霜降り肉の扱い方|レシピ・選び方・保存
断面に走る白い網目が、火を入れた瞬間に香りへ変わります。霜降り肉は筋肉の中に脂が細かく入った肉のことで、加熱の仕方を間違えると持ち味が出ません。選び方と扱い方をご案内します。
先生の一言
- 脂の網目が細かく均一に散っているものを選びます。太い脂の筋が偏っていると食感がばらつきます。
- 赤身の色を見ます。
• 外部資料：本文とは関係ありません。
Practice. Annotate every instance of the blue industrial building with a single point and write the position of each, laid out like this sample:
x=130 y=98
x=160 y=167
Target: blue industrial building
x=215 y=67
鮮やかな赤で、パックに汁がたまっていないものが新鮮です。
- 用途で厚みを決めます。しゃぶしゃぶなら1〜2mm、焼くなら2cm前後が目安です。
旬の時期
通年(鍋物の需要が増える11月〜2月は品ぞろえが広がります)
保存方法
買った日のうちに使うのが基本です。冷蔵なら一枚ずつ空気を抜いて包み2日以内、冷凍なら小分けにして3週間ほどが目安になります。
下ごしらえ
- 焼く30分前に冷蔵庫から出し、室温に戻します。中心まで火が通りやすくなります。
- 表面の水気をしっかり拭きます。水分が残ると焼き色がつきません。
- 塩は焼く直前にふります。早すぎると水分が出て、うまみが逃げます。
霜降り肉を使った料理
- すき焼き
- しゃぶしゃぶ
- 焼肉
- 網焼き
- 肉じゃが
- 牛丼
- 鉄板焼き
- 肉豆腐
たんぱく質と脂質を多く含み、赤身の多い部位よりエネルギー量は高くなります。
講師への質問
- 焼くとかたくなってしまうときはどうすればいいですか
- 強火で焼き続けています。表面を強火で1分ずつ焼いたあと弱火に落とし、中心まで火を通してから3分休ませてください。
- 脂が重く感じるときはどうすればいいですか
- 薄切りにして湯にくぐらせると余分な脂が落ちます。大根おろしやポン酢、酢の入ったたれを添えるのも効きます。
- 冷凍したものを使うときはどうすればいいですか
- 冷蔵庫で半日かけて解凍してください。急ぐときも室温に出さず、袋のまま氷水に20分つける方法が安全です。